Indeed, the one case in which they are prepared to concede state ‘goal nonrationality’ – German behaviour at the end of the Second World War – goes to the heart of the problem. Our authors claim to be perplexed by the fact that ‘Faced with the prospect of certain defeat, the Third Reich continued to fight rather than surrender, ensuring its own destruction.’ Setting aside for a moment the fact that such a counterexample exists seems like a rather large problem for the broader case (if after every ninety-nine apples, Newton saw the hundredth fly up into space, he might have had to rethink gravity) the reason Hitler behaved this way is not in fact so mysterious. His Reich was committed to a revolutionary vision, which was also a hegemonic vision –hegemony pursued *not* only for security but for deeper and darker reasons. Once it was unachievable the Reich couldn’t last anyway – a nonhegemonic Nazi Reich, answering indefinitely to the world’s inferior races was, ipso facto, no longer the same regime – so the Reich’s suicide and its murder of the German state are actually rational, or at least understandable, though not in terms Mearsheimer and Rosato are prepared to accept.

The authors can’t accept those terms because, as their use of survival as the be-and-end-all of human behaviour shows, they are simply liberals themselves, just of an older, more foundational variety. Thomas Hobbes, whom they cite in their prioritisation of survival among state goals, is sometimes thought of as a founder of modern authoritarianism, given his uncompromising vision that a powerful sovereign must exist to alleviate the violence and misery of the state of nature.
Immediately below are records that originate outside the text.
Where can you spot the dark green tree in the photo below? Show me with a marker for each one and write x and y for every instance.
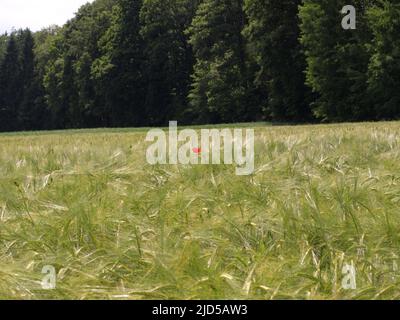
(273, 34)
(10, 88)
(384, 67)
(337, 60)
(169, 58)
(220, 91)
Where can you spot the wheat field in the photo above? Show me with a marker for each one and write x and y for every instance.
(114, 227)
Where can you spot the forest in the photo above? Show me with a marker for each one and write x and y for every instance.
(134, 63)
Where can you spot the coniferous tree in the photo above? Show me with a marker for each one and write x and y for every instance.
(10, 87)
(337, 60)
(273, 33)
(220, 80)
(169, 58)
(384, 67)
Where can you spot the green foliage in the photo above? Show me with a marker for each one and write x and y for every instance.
(10, 86)
(122, 63)
(169, 58)
(273, 34)
(220, 80)
(337, 60)
(384, 67)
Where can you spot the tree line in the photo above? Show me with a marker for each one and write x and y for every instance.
(121, 63)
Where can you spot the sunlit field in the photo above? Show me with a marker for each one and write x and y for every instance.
(114, 227)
But he is also a proto-liberal, a kind of early founder of liberalism, as the man who lowered the sights of politics from our highest aspirations – about which we men disagreed and took to violence over – to our lowest common denominator, namely, the fear of violent death. The varieties of liberalism and progressivism that succeeded him are all rooted in or responding to that refounding of politics, and so modern IR Realism, which looks to Hobbes as an inspiration as it seeks to correct the idealism and self-satisfaction of modern liberals, is in fact correcting a tradition from within that tradition. Because modern realism accepts modern liberalism’s deepest premises, it cannot be a true friend of liberalism. Both visions make the same errors. Both struggle to account for the role played by regimes in international politics, and both struggle to conceptualise ideologies not driven at core by fear of violent death. And so, while modern realism’s corrections can be helpful at times, they are only helpful to the extent that its insight about fear is true – which it is much of the time. But it is useless in the face of true revolutionaries, those who will to power not because they are afraid, but because they have a vision for which they are prepared to die.

Given that liberalism stands astride the world order, it seems that managing and suppressing the possibility of revolution should be of the utmost importance to its leaders and its friendly critics – and in this life-or-death matter, as Mearsheimer and Rosato inadvertently show, realism can be of little help. It is just as confused. What perhaps would be more helpful is scholarship of international politics that rejects liberalism’s self-satisfaction and academic realism’s reductiveness, while retaining what is useful of both, and supplying what both miss. A richer anthropology, involving some sense of how regimes matter, and how they form human intent, is indispensable. For such a project, literature, history (military, diplomatic, financial), and political philosophy are better starting points than international relations theory.